Over the last week, I’ve been reviewing Marie Keenan’s book, Child Sexual Abuse and the Catholic Church (Oxford University Press, 2012).
I’ve been surprised that her book has not received greater attention since its publication, given the obvious relevance of the topic. I think it deserves to be widely read – by Christians who are dismayed by the abuse, the general public, and those in leadership in the church.
Fr Charlie Burrows, an Irish priest with Oblate Mission Development based in Chilachap on Java’s southern coast, read my reviews with interest and has ordered a copy of the book to be delivered to him in Indonesia.
Fr Burrows was featured in a 2011 Would you Believe documentary on RTE, which focused on his four decades of service helping to create a sustainable development programme which has included building roads, dykes, schools, a maritime academy, and establishing banks.
In an email (reproduced here with his permission), Fr Burrows shared with me some of his reflections on seminary training, which Keenan examined and critiqued in considerable detail (see part 3 of my book review).
For instance, Keenan considers Irish seminaries “total institutions” which (p. 50):
“ … set the tone for clerical life which included silence and denial, an atmosphere of deference and submission, and an environment in which conflict and emotion were permitted to find expression only in covert ways.”
Further, Keenan outlined features of seminary life that seem “more enduring” (p. 147):
“ … women portrayed as temptress; few laypeople involved in the training; homosexuality carefully monitored; child sexual abuse never mentioned until the late 1990s; little real preparation for the complexities involved in establishing a healthy emotional life within the context of establishing and maintaining professional boundaries. “The Blessed Virgin Mary and prayer were to be the focus of female intimacy.” Hobbies and interests were encouraged to deal with loneliness, as were involvement in priestly fellowships and brotherhood, prayer retreats, class reunions, and spiritual direction.
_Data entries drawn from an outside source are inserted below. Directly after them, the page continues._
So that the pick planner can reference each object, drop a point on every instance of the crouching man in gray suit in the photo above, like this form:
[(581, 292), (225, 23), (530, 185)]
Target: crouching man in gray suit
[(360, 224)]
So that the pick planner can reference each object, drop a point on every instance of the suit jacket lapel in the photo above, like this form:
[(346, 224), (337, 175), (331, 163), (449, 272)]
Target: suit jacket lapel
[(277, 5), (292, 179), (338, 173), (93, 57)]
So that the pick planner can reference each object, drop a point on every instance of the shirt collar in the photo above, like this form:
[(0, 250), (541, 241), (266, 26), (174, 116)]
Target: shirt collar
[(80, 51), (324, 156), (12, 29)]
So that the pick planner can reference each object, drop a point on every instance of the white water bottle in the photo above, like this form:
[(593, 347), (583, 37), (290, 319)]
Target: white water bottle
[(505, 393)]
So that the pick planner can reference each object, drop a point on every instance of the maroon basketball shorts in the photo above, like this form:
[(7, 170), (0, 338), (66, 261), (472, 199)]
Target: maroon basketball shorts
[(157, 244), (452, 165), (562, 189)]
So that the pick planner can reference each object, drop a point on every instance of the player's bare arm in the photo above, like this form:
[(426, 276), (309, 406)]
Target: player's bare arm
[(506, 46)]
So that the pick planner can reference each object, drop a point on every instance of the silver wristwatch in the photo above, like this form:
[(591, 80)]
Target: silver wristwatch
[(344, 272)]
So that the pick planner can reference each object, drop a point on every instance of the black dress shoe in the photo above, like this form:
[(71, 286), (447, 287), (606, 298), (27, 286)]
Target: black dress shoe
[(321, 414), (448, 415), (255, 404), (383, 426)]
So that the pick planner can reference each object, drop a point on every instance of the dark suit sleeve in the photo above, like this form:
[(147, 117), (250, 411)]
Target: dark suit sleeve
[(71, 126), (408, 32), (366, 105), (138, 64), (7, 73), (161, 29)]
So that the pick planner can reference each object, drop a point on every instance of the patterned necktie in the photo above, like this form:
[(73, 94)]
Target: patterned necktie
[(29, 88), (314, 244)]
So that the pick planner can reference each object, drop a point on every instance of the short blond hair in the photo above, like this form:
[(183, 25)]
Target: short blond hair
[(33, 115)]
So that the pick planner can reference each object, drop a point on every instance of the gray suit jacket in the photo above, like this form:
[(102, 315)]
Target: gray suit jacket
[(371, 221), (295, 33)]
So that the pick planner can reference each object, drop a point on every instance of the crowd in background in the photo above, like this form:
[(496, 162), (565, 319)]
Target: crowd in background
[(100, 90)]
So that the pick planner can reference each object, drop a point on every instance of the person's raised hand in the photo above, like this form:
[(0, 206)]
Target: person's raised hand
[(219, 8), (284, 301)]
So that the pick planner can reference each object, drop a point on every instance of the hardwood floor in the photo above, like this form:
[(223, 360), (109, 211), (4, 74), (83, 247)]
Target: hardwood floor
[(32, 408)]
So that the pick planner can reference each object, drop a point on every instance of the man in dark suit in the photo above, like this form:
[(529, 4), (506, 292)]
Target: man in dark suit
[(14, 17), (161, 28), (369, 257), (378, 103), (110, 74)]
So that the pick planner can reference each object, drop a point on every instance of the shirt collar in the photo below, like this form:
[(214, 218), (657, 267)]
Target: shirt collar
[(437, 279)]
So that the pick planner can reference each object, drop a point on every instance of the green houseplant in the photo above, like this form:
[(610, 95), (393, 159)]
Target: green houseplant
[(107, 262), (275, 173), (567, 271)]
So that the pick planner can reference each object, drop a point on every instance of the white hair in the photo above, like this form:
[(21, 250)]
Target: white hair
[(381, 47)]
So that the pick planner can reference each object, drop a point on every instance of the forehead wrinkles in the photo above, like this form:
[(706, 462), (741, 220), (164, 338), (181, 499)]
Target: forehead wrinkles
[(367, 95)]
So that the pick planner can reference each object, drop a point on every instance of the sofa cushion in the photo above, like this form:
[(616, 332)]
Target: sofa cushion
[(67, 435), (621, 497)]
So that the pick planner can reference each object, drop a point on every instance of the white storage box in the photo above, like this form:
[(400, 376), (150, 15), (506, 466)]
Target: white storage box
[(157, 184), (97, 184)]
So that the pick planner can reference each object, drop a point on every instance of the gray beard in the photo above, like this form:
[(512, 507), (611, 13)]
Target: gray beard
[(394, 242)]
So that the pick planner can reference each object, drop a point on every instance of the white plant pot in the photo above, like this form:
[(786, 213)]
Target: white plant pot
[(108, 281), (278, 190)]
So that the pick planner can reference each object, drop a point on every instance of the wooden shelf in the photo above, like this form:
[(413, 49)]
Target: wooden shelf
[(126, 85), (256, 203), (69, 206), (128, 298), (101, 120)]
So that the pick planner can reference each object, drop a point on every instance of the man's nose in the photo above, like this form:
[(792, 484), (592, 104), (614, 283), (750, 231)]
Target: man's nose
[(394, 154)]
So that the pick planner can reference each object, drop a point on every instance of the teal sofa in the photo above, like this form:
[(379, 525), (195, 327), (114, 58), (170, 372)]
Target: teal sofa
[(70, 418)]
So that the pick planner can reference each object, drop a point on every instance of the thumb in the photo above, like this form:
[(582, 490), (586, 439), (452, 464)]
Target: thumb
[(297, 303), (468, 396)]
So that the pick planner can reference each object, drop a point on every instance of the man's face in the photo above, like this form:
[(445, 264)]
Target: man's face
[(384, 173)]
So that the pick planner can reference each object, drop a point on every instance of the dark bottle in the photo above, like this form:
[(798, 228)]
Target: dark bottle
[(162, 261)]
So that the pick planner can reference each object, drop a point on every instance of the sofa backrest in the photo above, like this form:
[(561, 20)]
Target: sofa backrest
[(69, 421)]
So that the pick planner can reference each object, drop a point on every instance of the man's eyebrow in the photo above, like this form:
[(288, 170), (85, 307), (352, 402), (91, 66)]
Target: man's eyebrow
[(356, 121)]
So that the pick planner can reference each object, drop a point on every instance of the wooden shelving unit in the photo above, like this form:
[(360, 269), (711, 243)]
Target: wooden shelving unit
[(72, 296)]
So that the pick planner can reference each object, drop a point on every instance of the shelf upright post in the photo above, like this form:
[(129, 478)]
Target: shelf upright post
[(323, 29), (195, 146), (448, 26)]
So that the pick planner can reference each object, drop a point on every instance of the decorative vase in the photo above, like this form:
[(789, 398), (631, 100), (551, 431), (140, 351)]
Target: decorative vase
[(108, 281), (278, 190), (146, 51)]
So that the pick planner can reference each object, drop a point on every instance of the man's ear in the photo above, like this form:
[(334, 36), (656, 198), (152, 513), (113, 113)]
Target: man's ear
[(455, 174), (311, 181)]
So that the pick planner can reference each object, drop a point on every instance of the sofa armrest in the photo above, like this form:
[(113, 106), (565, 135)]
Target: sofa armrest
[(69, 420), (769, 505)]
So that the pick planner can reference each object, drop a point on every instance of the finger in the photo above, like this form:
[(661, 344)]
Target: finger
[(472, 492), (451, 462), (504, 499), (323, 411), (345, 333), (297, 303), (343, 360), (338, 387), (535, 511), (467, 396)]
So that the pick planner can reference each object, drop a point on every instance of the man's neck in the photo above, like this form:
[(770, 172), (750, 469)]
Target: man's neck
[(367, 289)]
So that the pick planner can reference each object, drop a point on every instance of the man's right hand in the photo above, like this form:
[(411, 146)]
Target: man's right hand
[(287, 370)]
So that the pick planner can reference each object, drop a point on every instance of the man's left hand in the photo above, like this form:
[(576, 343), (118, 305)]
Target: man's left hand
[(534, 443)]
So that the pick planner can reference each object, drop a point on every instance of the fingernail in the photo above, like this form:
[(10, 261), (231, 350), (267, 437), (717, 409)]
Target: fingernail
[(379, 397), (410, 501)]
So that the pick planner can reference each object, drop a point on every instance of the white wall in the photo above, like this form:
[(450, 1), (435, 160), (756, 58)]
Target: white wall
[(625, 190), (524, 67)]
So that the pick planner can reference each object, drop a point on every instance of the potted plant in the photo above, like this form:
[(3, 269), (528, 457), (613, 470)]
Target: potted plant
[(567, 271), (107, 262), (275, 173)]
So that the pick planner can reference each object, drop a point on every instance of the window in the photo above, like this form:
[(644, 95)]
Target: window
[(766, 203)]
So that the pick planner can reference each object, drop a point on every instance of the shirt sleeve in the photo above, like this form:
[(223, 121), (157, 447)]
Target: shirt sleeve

The men were encouraged to be honest with their spiritual directors, but the consensus view was that sexuality was not a comfortable topic of conversation.”
In his response, Fr Burrows had this to say:
Here (in Indonesia) I strongly oppose setting up Junior Seminaries.
I strongly advise parents to keep children in their homes until they have finished Senior High School i.e. ± 18 years of age as God – who is all knowing – made the family to be the best place to raise children. We have 9 Senior High Schools in the Parish to facilitate this (with ± 3000 students – 90% of whom are Muslim and attend Muslim Religion classes in School).
I give you a story.
Nearly 50 years ago we got an “Enlightened” Superior in the Seminary. One of his many statements was: “In an all male community, where there is no female presence, males become coarse and impolite”.
So to “uncoarsen” us he organized debates with trainee nurses in a Nursing School.
After the debate they put on tea and biscuits and animated conversation between trainee nurses and seminarians ensued.
At 9.00 pm the Superior, who also drove the minibus, announced it was time to return to the seminary and he returned alone to the minibus and waited ± 20 minutes. He then returned to the meeting hall and again announced it was time to leave. He again returned alone to the minibus and waited. This time he waited only 15 minutes, when he returned to the meeting hall and rather “coarsely” herded us down to the minibus.
On the way home, I affirmed that his belief that the absence of the “Female” made for coarseness in the male was very true. And if he had taken the opportunity to discourse with a “Female” he would have been more “Polite” in “escorting” us back to the minibus!
As he had calmed down by this stage, and had a sense of humor, he had a good laugh. After all, I had proved his point to be “correct”.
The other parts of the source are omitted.